Neue Mitglieder 2022: Benjamin List (Klasse für Naturwissenschaften und Medizin)
Lieber Herr Professor Dr. List, herzlichen Dank, dass Sie sich die Zeit für dieses Gespräch nehmen. Eine persönliche Frage vorab: Wovon träumen eigentlich Nobelpreisträger? Die höchste wissenschaftliche Auszeichnung haben Sie schließlich bereits erlangt.

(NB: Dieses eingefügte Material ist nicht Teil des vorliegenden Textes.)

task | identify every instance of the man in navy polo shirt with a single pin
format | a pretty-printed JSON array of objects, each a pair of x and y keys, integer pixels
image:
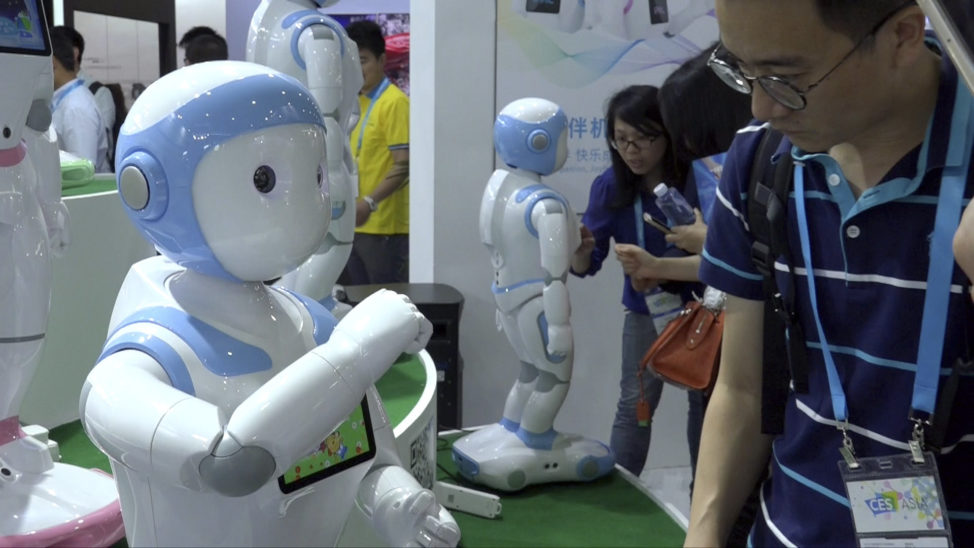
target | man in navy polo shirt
[{"x": 878, "y": 124}]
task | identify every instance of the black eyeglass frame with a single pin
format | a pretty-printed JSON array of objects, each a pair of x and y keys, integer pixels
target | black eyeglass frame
[
  {"x": 614, "y": 142},
  {"x": 774, "y": 85}
]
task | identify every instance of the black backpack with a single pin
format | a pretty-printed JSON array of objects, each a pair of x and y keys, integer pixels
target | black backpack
[
  {"x": 118, "y": 97},
  {"x": 767, "y": 208}
]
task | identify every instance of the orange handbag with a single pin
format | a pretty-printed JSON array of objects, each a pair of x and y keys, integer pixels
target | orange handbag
[{"x": 687, "y": 352}]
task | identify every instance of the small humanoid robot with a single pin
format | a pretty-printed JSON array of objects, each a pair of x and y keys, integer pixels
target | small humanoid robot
[
  {"x": 215, "y": 391},
  {"x": 294, "y": 38},
  {"x": 42, "y": 503},
  {"x": 531, "y": 233}
]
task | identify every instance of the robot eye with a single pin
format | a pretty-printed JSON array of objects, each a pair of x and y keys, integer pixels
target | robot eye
[{"x": 264, "y": 179}]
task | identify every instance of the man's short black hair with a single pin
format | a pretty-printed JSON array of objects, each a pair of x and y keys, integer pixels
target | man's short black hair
[
  {"x": 367, "y": 35},
  {"x": 206, "y": 47},
  {"x": 854, "y": 18},
  {"x": 194, "y": 32},
  {"x": 77, "y": 40},
  {"x": 62, "y": 48}
]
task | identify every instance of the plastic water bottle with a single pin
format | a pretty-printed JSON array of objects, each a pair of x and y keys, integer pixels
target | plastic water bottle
[{"x": 674, "y": 205}]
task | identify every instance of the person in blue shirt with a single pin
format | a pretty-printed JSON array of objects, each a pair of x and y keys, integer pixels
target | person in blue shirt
[
  {"x": 641, "y": 158},
  {"x": 880, "y": 129},
  {"x": 703, "y": 116}
]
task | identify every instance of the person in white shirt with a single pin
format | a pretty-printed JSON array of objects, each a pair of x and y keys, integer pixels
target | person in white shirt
[
  {"x": 77, "y": 122},
  {"x": 103, "y": 95}
]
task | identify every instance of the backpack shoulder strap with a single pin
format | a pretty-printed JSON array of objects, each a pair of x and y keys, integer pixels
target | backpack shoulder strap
[{"x": 767, "y": 208}]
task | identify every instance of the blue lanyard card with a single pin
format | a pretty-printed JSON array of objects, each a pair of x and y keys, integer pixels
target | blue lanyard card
[{"x": 896, "y": 501}]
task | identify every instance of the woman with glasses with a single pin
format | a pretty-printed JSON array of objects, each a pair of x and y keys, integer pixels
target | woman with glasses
[
  {"x": 703, "y": 116},
  {"x": 641, "y": 158}
]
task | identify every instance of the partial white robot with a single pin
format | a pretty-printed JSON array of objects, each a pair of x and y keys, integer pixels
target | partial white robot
[
  {"x": 293, "y": 37},
  {"x": 42, "y": 502},
  {"x": 236, "y": 413},
  {"x": 531, "y": 233}
]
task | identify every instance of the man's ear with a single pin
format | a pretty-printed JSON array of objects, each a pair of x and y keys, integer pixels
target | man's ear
[{"x": 909, "y": 34}]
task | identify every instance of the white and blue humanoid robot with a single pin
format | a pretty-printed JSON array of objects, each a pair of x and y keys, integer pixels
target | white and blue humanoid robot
[
  {"x": 42, "y": 502},
  {"x": 215, "y": 393},
  {"x": 531, "y": 233},
  {"x": 293, "y": 37}
]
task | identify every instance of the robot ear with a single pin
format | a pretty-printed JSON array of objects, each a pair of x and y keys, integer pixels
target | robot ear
[
  {"x": 142, "y": 185},
  {"x": 538, "y": 141}
]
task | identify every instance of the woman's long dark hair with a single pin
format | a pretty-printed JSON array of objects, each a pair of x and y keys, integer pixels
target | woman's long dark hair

Eine höhere Auszeichnung als den Nobelpreis gibt es für einen Wissenschaftler in der Tat nicht. Das ist in meinen Augen schon eine ungeheure, fast zu große Ehre für eine Einzelperson – selbst wenn man sich den Preis mit Kolleginnen oder Kollegen teilen darf. Aber natürlich hört mit so einer Preisverleihung, wie ich sie erleben durfte, das Träumen ja nicht auf. Ich hatte, als die Nachricht vom Nobelpreis mich erreichte, beruflich gesehen gerade die beste Zeit meines Lebens. Und ich habe auch in Zukunft noch vor, weiter Forschung zu betreiben. Wenn Sie mich also nach wissenschaftlichen Träumen fragen: Eine absolute Traumreaktion wäre in meinen Augen die künstliche Fotosynthese, und zwar in großem Maßstab. Konkret meine ich damit: Die Gewinnung von Kohlenstoff und Sauerstoff aus dem CO2 in der Atmosphäre als Ausgangsmaterial für die Industrie, und das mithilfe von Sonnenenergie. So gewännen wir wertvolle Rohstoffe, ohne die natürlichen Ressourcen unserer Erde weiter auszubeuten, und würden gleichzeitig etwas gegen den Klimawandel unternehmen.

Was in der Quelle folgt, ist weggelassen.